Slight hint of pickle from yesterday’s sandwich: a long procession of sandwiches, going back for years
and years, perhaps decades. But really only one sandwich, reincarnated day after day on his kitchen counter, taking many different guises, but always recognizable by its sigil of four precisely placed slices of bread-and-butter pickle. Between being born and being consumed, there was never enough time for the sandwich soul to work off whatever karmic debt condemned it to this endless cycle. Laurence saw that it would continue until that fateful day when he forgot to bring the sandwich with him to work, a thing that had never happened and never would, because he was a professional.
Bitter note of nicotine from his pack-a -day habit: the shade of his long dead uncle Carl was summoned. Carl was the man who had taught him to appreciate the ladies, at least mechanically, if not spiritually. “Lookit the tits on that one,” “lookit the ass on that one,” “lookit the legs on that one,” Carl would whisper in young Laurence’s ear as they walked through town. He was a joyless man, who seemed to see the ladies like walking versions of the diagrams numbering all the parts of a particular model in the front of an auto repair manual. Still his eye was perfect, and most of what Laurence knew of aesthetics had come from him. It was surprising when the lady Carl eventually married (after prolonged bachelorhood) didn’t exhibit any of the qualities he had mercilessly pointed out. His uncle seemed more taken with her large hands, rugged jawline, and pronounced Adam’s apple.
Tang of stale Budweiser: and he was hit in the face with a dead skunk, the only animal he had ever killed, driving home the first time of many where he nearly lost his virginity to Gwen Cartwright, his high school girlfriend. His mind full of frustration and awe (the young lady had let him touch her left boob through her poncho for five seconds before saying, “that’s enough for now”), he had only seen the black and white creature for a split second before it went under his tires, but the smell had lingered for weeks. To this day he found the smell of skunk erotic and shameful.
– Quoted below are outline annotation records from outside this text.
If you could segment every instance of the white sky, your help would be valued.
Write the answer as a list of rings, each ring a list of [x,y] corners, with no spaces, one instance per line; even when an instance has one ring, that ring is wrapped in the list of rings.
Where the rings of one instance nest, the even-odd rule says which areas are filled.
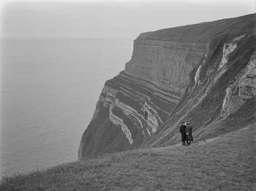
[[[255,0],[0,1],[1,34],[18,36],[136,38],[144,32],[255,12]]]

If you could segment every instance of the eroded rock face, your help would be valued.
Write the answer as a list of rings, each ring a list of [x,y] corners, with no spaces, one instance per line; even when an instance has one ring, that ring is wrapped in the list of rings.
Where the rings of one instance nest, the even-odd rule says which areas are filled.
[[[253,53],[245,69],[245,74],[239,80],[239,96],[248,99],[256,95],[256,52]]]
[[[254,29],[253,18],[140,34],[125,70],[105,83],[78,158],[169,145],[178,141],[181,120],[196,124],[195,135],[204,134],[201,127],[238,109],[255,94],[255,53],[244,67],[251,54],[244,47],[254,39],[252,29],[244,31]]]
[[[207,45],[193,41],[135,40],[132,59],[126,64],[125,70],[105,84],[88,130],[82,138],[79,158],[115,151],[108,149],[105,143],[100,151],[90,151],[95,146],[86,142],[84,136],[87,131],[95,128],[95,121],[105,121],[106,118],[112,124],[109,128],[122,132],[128,140],[119,143],[123,150],[138,147],[153,136],[184,93],[189,73]],[[106,113],[102,116],[99,112],[103,110]],[[109,145],[115,144],[115,138],[110,141]]]
[[[125,72],[150,79],[182,94],[188,83],[189,73],[198,63],[207,43],[154,40],[134,40]]]

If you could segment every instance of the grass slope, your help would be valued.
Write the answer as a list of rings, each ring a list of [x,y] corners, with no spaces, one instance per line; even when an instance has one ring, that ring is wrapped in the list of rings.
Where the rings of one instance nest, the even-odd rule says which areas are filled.
[[[104,154],[10,174],[0,190],[255,191],[255,125],[190,146]]]

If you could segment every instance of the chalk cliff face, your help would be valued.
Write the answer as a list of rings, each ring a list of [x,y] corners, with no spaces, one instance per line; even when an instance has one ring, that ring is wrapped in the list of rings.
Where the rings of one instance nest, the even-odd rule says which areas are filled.
[[[251,100],[254,16],[140,34],[125,70],[105,83],[78,158],[174,144],[181,120],[195,122],[200,134],[200,127]],[[190,113],[202,103],[203,121]]]

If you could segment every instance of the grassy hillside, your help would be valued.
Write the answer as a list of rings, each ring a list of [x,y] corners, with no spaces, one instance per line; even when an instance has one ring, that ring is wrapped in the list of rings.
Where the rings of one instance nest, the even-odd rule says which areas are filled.
[[[256,122],[193,144],[135,150],[4,177],[1,190],[256,190]]]

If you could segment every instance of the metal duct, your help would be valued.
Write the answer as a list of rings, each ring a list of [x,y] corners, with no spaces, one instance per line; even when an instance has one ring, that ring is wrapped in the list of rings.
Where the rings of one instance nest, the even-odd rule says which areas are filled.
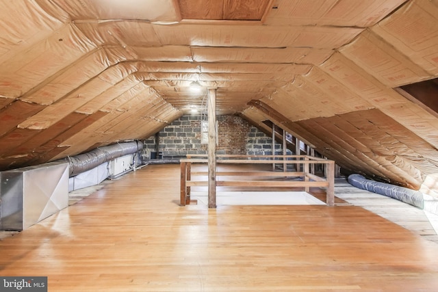
[[[407,204],[424,209],[423,193],[407,187],[399,187],[389,183],[379,183],[366,179],[360,174],[351,174],[348,183],[359,189],[380,194],[381,195],[397,199]]]
[[[69,175],[71,177],[115,158],[136,153],[142,148],[143,143],[140,141],[117,143],[99,147],[86,153],[68,157],[62,160],[70,163]]]

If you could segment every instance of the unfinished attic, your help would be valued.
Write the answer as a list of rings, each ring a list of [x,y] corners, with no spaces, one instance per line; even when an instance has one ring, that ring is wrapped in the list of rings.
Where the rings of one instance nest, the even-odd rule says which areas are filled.
[[[0,0],[0,290],[436,291],[437,78],[437,0]]]

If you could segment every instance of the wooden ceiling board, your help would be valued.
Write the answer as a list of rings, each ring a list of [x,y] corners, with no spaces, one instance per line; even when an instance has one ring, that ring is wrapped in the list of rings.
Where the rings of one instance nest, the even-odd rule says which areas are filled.
[[[328,49],[345,44],[363,31],[356,27],[305,26],[285,29],[264,25],[193,24],[154,25],[154,28],[162,45]]]
[[[371,30],[431,75],[438,75],[438,5],[434,1],[409,1]]]
[[[53,15],[67,14],[73,21],[141,19],[150,21],[179,20],[172,0],[81,0],[47,1],[36,0]]]
[[[276,0],[265,23],[272,25],[335,25],[366,27],[375,25],[405,0]]]
[[[243,64],[279,63],[315,64],[322,64],[333,51],[330,49],[313,48],[192,48],[193,60],[198,62]]]
[[[430,78],[426,70],[370,31],[361,34],[339,51],[388,87]]]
All-pervading saltiness of sweat: Laurence found himself floating in endless warmth. Everything was dark. There was no sound but the bass thump of his mother’s heartbeat. Everywhere was the taste and smell of amniotic fluid and blood, building him up, turning him into a human and a man, more and more, until he moved out into the light, into the air and the world, about to encounter the first pair of lady’s boobs he would ever appreciate…
And with that the tastes abruptly receded and Laurence found himself shaking in his booth coming down from what he would later find out from a friend with New Age-ish tendencies was called a “rebirthing experience.” Shaken to his core, he gave the lady her passport back, mumbled something about hoping she would enjoy being back in America and waved her on. Then he switched the light above his booth to red, oblivious to the angry honking of the line of cars that were still waiting to be processed. He sank to his knees disappearing behind the glass partition.
When he was sure he couldn’t be seen, he licked his mustache again.